A classic for both country & non-country fans
Neal C. Reynolds | Indianapolis, Indiana | 02/27/2002
(5 out of 5 stars)
"I kid you not, this is pure country. But Emmylou has always had a huge non-country audience. There is something in her voice, in her delivery, that one has to like, regardless of genre.I was a D.J. (among other duties) at a small radio station in Cottonwood, Arizona, when Emmy Lou came out with this, her first album. That was over 30 years ago, and this still stands as a classic.Anybody listening to this album will have his or her favorites. These are mine: "Too Far Gone", a soulful ballad in which emmylou's plaintive voice expresses a beauty, an integrity, which is still her trade mark."If I Could Only Win Your Love", which I believe was her first hit. Whatever, it sounds just as fresh to me as it did thirty-something years ago. "Boulder To Birmingham" is another enduring favorite, expressing Emmy Lou's versatility and ability to evoke emotion.It takes a truly great singer to take songs associated with other singers and present us with a worthwhile interpretation comparable in quality to the original. Merle Haggard's "Bottle Let Me Down" could've been written for her, her version being uniquely styled.Dolly Parton's "Coat of Many Colors" again illustrate her superb way of handling another's song.

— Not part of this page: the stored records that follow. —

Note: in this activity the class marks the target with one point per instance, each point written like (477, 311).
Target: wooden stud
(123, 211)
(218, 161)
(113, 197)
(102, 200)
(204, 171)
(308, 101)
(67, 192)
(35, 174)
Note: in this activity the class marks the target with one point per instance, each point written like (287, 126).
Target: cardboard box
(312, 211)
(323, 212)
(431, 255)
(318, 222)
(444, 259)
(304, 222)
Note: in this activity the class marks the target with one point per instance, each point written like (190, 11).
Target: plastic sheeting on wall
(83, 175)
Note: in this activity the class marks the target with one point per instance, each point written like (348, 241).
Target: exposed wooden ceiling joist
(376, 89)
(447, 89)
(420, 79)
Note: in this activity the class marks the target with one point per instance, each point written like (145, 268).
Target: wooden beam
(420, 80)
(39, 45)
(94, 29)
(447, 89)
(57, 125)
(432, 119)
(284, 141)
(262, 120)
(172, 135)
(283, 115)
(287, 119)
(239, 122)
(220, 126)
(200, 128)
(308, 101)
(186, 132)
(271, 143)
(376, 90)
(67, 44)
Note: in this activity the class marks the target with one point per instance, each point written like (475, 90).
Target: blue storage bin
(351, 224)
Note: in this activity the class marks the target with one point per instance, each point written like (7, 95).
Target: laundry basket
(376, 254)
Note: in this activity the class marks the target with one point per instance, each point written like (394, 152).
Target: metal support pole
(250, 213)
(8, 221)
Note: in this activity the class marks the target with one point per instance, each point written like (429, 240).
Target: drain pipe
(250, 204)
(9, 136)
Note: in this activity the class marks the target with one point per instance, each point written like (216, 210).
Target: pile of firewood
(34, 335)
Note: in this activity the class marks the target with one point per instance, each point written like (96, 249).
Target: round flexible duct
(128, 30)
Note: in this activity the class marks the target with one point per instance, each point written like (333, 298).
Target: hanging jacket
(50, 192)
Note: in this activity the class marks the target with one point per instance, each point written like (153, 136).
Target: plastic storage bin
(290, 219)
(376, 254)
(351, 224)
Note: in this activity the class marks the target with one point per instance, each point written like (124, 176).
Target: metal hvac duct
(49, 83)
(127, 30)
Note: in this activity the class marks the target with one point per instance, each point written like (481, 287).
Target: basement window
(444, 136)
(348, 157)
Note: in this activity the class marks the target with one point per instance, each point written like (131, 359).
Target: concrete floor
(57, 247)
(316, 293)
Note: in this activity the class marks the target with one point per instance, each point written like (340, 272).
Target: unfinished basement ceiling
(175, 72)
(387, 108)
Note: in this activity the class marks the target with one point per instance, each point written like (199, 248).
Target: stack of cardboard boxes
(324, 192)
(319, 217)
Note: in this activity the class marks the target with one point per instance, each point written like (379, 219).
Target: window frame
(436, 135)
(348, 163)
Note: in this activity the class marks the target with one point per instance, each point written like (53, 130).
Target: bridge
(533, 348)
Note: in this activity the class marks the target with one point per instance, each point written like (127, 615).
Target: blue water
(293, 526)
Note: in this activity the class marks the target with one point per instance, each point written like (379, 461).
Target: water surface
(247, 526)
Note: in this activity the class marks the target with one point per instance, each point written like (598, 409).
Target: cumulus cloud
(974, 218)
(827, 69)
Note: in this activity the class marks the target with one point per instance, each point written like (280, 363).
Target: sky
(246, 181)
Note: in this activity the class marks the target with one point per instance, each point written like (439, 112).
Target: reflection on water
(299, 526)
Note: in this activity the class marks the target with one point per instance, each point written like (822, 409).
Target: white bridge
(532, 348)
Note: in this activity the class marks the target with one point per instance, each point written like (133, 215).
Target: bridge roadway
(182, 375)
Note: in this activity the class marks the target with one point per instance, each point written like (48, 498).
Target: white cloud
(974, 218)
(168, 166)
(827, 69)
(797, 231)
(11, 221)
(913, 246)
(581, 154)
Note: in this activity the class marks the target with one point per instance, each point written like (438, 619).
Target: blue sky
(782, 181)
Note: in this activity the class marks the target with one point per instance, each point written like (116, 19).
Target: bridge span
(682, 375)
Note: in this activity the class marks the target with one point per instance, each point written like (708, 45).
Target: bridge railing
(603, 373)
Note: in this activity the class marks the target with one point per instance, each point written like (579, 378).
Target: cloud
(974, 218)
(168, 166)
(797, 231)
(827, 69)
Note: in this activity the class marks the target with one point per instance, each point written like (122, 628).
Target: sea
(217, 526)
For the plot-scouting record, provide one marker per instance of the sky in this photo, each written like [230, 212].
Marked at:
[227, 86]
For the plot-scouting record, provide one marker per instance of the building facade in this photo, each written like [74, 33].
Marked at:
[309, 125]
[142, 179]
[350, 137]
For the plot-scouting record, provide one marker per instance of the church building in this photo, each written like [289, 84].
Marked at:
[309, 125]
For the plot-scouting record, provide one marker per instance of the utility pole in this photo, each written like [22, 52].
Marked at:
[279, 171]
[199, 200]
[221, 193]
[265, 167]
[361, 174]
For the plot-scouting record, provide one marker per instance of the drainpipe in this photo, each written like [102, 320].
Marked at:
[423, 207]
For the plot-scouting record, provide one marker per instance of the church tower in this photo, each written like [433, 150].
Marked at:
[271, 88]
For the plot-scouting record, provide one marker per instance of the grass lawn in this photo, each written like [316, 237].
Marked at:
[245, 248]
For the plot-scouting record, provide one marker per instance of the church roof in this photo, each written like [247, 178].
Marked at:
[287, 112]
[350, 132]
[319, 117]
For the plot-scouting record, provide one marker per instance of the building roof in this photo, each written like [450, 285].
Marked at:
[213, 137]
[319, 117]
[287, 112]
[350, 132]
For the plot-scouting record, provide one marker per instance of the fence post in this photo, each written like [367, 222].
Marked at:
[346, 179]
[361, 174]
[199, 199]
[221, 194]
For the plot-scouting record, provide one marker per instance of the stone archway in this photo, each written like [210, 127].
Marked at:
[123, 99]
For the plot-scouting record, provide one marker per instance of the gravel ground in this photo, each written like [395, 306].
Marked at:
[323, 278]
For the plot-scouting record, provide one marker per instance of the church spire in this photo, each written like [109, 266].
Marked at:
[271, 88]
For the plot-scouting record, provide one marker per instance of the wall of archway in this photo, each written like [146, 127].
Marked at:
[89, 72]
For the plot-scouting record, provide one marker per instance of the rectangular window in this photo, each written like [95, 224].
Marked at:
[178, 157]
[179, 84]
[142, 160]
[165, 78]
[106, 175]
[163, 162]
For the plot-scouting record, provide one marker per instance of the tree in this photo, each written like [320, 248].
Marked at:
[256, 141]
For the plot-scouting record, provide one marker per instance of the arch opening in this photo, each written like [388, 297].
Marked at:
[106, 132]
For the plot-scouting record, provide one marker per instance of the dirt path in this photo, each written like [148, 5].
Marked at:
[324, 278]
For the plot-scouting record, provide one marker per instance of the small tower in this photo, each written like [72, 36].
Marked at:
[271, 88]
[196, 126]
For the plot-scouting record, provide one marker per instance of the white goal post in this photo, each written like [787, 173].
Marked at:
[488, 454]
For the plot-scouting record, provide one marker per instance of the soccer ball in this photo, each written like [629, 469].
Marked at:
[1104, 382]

The current term of course is "cover", but in the case of these two songs, the term just doesn't seem to fit, IMHO.I will quickly mention one cut which I consider a lesser one, but well worth noting, Lennon/McCartney's "For No One". Even at the very beginning, she showed off the diversity, the range of her talents.This debut album is brought to a close with the rousing, yet poignant "Queen of the Silver Dollar", written by the great Shel Silverstein. Listen carefully, very carefully, and you will catch Linda Ronstadt's voice in the background.All in all, as I said from the beginning, this is a classic album which is pure country, yet with an appeal to all musical tastes."